Bien que je reconnaisse à ce « Bouc émissaire » de grandes qualités, mon impression à l’issue de cette lecture est plutôt mitigée. Pourtant, c’est avec habileté que Daphné Du Maurier exploite cette idée d’interversion des rôles, qui m’a au départ un peu refroidie, parce que c’est un subterfuge que je trouve complètement invraisemblable, et qui a été largement utilisé depuis, et ce de façon plus ou moins heureuse. Je dois effectivement avouer que malgré mon a priori, cette invraisemblance ne m’a pas gênée, ici. En effet, cet échange m’a semblé n’être qu’un prétexte dont l’auteur se sert afin de se livrer à une fine analyse des rapports que peuvent entretenir les individus avec les autres et avec eux-mêmes, et des interactions qui influencent les relations humaines au sein d’un groupe. Interactions d’autant plus complexes et subtiles que les personnages dont il est question sont amers et malheureux, liés par de malsains secrets, minés par d’inavouables jalousies. Et c’est avec talent que l’auteur met en lumière l’ambiguïté présente en chaque individu, la frontière souvent fragile qui sépare le bien du mal, la séduction qui peut émaner de ceux qui apparaissent comme malfaisants, et qui suscitent malgré tout l’amour de certains de leurs proches.

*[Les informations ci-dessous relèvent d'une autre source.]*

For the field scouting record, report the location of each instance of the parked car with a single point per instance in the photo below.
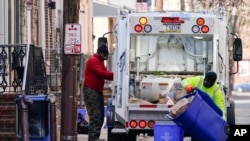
(244, 87)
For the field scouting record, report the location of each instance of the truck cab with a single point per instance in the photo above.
(154, 52)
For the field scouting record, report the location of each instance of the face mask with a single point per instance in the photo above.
(207, 84)
(103, 56)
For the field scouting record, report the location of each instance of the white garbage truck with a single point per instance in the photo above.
(154, 52)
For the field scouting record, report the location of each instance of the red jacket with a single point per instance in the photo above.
(95, 74)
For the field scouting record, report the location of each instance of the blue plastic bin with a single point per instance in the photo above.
(201, 120)
(168, 132)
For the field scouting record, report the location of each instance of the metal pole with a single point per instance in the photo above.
(52, 107)
(23, 106)
(42, 27)
(69, 79)
(29, 7)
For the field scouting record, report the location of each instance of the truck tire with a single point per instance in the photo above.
(231, 113)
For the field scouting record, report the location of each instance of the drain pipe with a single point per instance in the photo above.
(23, 105)
(52, 106)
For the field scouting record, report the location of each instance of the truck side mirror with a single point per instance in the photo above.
(237, 50)
(102, 40)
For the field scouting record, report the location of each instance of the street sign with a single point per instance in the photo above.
(72, 41)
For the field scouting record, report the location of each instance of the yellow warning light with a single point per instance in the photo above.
(143, 20)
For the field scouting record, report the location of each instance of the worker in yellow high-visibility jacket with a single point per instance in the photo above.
(208, 85)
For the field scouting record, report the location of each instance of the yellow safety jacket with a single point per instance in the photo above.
(214, 92)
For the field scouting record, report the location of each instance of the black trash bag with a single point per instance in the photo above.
(82, 125)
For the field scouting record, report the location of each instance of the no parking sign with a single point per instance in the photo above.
(72, 41)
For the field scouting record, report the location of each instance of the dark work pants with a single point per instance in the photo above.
(94, 103)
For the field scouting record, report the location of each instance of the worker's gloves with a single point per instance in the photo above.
(189, 88)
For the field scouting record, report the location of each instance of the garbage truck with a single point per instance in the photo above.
(154, 51)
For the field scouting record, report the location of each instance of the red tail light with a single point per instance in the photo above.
(133, 124)
(142, 124)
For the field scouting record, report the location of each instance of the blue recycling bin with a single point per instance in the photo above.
(202, 119)
(38, 118)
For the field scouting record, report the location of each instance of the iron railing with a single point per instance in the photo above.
(22, 69)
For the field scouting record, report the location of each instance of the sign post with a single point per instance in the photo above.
(72, 41)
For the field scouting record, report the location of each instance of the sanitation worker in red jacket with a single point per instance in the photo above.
(94, 77)
(208, 85)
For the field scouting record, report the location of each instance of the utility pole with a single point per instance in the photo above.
(69, 78)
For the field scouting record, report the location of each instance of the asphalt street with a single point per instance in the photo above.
(242, 111)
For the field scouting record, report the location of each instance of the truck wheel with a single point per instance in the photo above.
(231, 113)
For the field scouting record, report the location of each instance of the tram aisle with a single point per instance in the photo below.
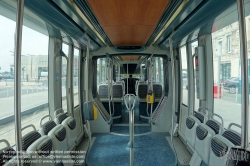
(122, 127)
(151, 149)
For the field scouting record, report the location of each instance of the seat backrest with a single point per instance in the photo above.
(37, 147)
(103, 91)
(204, 134)
(70, 125)
(157, 90)
(191, 123)
(142, 90)
(41, 150)
(57, 133)
(7, 154)
(118, 90)
(221, 146)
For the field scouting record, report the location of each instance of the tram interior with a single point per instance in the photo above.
(124, 82)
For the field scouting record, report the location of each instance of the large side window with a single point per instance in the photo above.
(227, 74)
(196, 100)
(184, 75)
(7, 31)
(65, 49)
(75, 77)
(34, 78)
(248, 47)
(34, 64)
(158, 70)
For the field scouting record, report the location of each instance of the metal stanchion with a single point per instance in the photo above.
(129, 100)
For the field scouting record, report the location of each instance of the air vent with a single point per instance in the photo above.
(129, 48)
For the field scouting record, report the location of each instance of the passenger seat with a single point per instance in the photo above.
(204, 134)
(191, 123)
(70, 125)
(57, 134)
(37, 147)
(7, 154)
(222, 144)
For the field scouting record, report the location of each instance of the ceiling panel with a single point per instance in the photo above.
(128, 22)
(129, 57)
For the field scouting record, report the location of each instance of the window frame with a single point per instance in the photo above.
(229, 43)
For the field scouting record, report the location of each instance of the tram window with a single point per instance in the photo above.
(184, 75)
(248, 47)
(196, 100)
(101, 70)
(34, 82)
(158, 70)
(226, 66)
(75, 77)
(65, 49)
(7, 31)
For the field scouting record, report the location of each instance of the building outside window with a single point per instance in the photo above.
(229, 44)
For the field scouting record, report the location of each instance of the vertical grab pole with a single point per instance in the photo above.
(130, 106)
(244, 71)
(17, 81)
(131, 117)
(173, 94)
(86, 70)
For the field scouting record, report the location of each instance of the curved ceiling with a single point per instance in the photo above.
(128, 22)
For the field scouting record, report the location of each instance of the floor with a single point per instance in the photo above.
(113, 150)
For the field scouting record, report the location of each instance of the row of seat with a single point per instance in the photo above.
(208, 139)
(118, 90)
(47, 146)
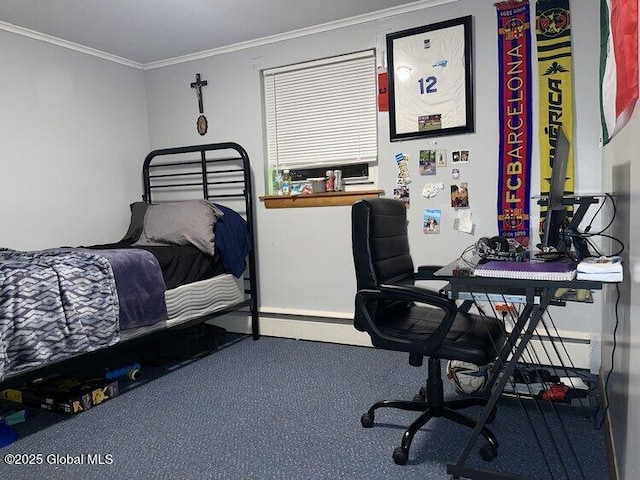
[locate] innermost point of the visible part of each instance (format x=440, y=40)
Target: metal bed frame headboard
x=219, y=172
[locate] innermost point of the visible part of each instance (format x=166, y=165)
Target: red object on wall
x=383, y=91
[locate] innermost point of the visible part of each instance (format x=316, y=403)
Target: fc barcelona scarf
x=514, y=58
x=553, y=35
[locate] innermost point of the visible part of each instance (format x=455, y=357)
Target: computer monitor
x=554, y=237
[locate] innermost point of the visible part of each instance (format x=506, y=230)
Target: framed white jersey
x=430, y=89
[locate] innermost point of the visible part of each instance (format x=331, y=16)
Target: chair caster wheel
x=421, y=396
x=366, y=420
x=400, y=457
x=492, y=415
x=488, y=452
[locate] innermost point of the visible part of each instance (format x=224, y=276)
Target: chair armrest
x=426, y=272
x=408, y=294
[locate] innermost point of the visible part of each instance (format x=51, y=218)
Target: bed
x=188, y=256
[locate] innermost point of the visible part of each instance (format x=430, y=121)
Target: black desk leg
x=532, y=313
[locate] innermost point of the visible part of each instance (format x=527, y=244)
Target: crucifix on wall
x=201, y=123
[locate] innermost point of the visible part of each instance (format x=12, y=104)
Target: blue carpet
x=278, y=409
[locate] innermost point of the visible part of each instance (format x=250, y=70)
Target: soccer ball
x=467, y=377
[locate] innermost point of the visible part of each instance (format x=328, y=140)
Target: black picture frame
x=418, y=77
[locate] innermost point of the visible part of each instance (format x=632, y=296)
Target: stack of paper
x=602, y=269
x=556, y=271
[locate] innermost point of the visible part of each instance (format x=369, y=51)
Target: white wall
x=621, y=331
x=73, y=135
x=304, y=255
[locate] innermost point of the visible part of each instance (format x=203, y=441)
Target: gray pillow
x=181, y=223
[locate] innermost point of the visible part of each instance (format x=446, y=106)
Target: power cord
x=613, y=351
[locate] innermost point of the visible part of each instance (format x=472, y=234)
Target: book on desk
x=555, y=271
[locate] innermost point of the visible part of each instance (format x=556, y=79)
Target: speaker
x=500, y=248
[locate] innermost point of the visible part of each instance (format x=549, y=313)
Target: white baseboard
x=576, y=349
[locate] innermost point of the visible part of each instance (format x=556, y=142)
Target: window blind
x=322, y=113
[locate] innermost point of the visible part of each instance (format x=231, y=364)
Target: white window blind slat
x=322, y=113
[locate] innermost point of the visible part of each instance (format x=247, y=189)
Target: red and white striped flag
x=618, y=64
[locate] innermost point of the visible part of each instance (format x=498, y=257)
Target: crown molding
x=325, y=27
x=43, y=37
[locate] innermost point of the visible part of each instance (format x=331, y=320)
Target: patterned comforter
x=55, y=304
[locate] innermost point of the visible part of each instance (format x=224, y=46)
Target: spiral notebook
x=557, y=271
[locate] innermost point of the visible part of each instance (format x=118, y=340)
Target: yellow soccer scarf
x=555, y=86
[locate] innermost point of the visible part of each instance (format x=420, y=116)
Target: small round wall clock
x=202, y=124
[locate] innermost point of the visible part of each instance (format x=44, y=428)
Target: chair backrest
x=380, y=242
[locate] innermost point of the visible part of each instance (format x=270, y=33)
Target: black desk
x=536, y=296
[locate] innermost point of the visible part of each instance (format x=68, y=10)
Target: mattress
x=202, y=298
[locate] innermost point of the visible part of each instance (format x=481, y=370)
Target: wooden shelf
x=329, y=199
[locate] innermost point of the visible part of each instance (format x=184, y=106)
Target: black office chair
x=398, y=315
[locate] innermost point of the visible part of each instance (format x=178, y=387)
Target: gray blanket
x=55, y=304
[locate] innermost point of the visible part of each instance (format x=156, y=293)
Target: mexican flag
x=618, y=64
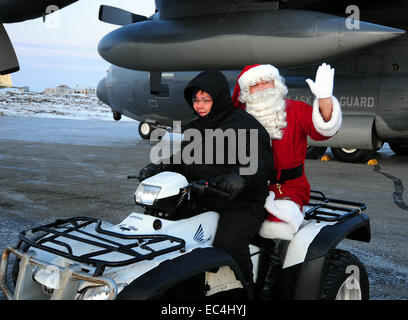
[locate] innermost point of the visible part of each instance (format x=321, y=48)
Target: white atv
x=158, y=254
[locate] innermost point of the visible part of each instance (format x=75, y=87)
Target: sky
x=64, y=49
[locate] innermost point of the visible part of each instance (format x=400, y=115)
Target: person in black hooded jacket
x=242, y=214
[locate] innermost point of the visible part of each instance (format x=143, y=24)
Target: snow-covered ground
x=14, y=103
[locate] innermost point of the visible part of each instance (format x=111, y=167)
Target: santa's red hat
x=250, y=76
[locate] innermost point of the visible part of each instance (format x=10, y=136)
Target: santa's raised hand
x=326, y=108
x=322, y=87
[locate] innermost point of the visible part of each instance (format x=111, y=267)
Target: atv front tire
x=346, y=278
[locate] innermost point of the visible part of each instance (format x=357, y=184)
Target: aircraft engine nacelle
x=357, y=131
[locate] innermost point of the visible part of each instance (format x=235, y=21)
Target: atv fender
x=311, y=273
x=172, y=272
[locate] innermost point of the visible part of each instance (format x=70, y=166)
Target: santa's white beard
x=268, y=107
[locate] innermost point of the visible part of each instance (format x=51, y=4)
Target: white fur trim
x=329, y=128
x=276, y=230
x=285, y=210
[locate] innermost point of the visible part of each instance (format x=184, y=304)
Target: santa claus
x=261, y=91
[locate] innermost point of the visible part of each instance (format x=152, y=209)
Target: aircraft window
x=164, y=91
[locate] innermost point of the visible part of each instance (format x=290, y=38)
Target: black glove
x=231, y=183
x=149, y=171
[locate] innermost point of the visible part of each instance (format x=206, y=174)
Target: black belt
x=286, y=174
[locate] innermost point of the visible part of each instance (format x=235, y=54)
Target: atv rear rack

Le cadre même du récit se prête à merveille à cette atmosphère lourde et sinistre : un château isolé au fond de la campagne, des tourelles enveloppées de brume, des chambres aux sombres rideaux souvent fermés…
Je crois finalement que ce qui a gâché mon plaisir, c’est que ce roman m’a semblé « vieillot » ! Ce château, justement, vétuste et délabré, ces personnages un peu démodés dans leur langage etcertaines de leurs façons d’être (notamment ce rapport à la religion qui s’apparente à de la superstition)… m’ont finalement empêché d’entrer vraiment dans leur histoire, ou d’éprouver la moindre empathie.